When Liszt gave his second recital in Vienna, the wonderful, the almighty, the hero that was Ludwig Van Beethoven attended the concert, and actually embraced Liszt after his amazing performance. This was in 1822 when Liszt was still only a boy! In March 1824, he played and incredible performance in Paris, which caused him to become “the favoured child of Parisian nobility and high society.” (Ewen, David, Orchestral Music, Mainstreams of Music Volume Two, New York, 1973, p.102.) Later that year, he performed in London and got an equally positive response - he was even invited to play for the king. At this stage he was still no more than a child.

Over the next two years, Liszt decided he wanted to give up his music career to study literature, philosophy and religion. However, Berlioz’s Symphonie Fantastique (an unbelievable symphony) inspired him and made him consider the possibilities of Romanticism in music. This was one of the reasons he decided to stick with music.
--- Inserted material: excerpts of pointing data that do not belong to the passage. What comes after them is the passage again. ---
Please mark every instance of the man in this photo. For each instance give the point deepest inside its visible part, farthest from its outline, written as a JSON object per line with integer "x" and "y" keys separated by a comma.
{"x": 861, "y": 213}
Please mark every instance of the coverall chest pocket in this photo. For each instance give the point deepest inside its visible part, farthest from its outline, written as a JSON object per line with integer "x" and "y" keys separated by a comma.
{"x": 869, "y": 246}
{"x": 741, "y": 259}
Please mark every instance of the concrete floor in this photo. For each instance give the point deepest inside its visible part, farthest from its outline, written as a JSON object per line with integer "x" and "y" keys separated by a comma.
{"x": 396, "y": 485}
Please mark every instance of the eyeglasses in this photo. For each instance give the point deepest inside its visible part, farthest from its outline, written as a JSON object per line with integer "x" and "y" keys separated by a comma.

He now wanted to become the greatest piano virtuoso in the world - and he succeeded. Berlioz was not the only composer to have great influence over Liszt. In 1831, he met not only Berlioz, but other musical genius's such as Chopin and Paganini. All three of these were to have a lasting influence over him. After meeting Berlioz, he wrote a complete piano arrangement of Symphonie Fantastique, which he finished in 1833. Paganini’s twenty-four Caprices inspired him to write his own Transcendental Etudes. Chopin’s incredible pianistic style inspired Liszt’s own style. By 1832 he had mastered all of Beethoven’s Sonatas and got a very positive response in his concerts. However, when he played these sonatas, he never said in his programs that it was Beethoven’s work, as Beethoven was considered to be quite dull at the time - yes, this blasphemy shocked me too!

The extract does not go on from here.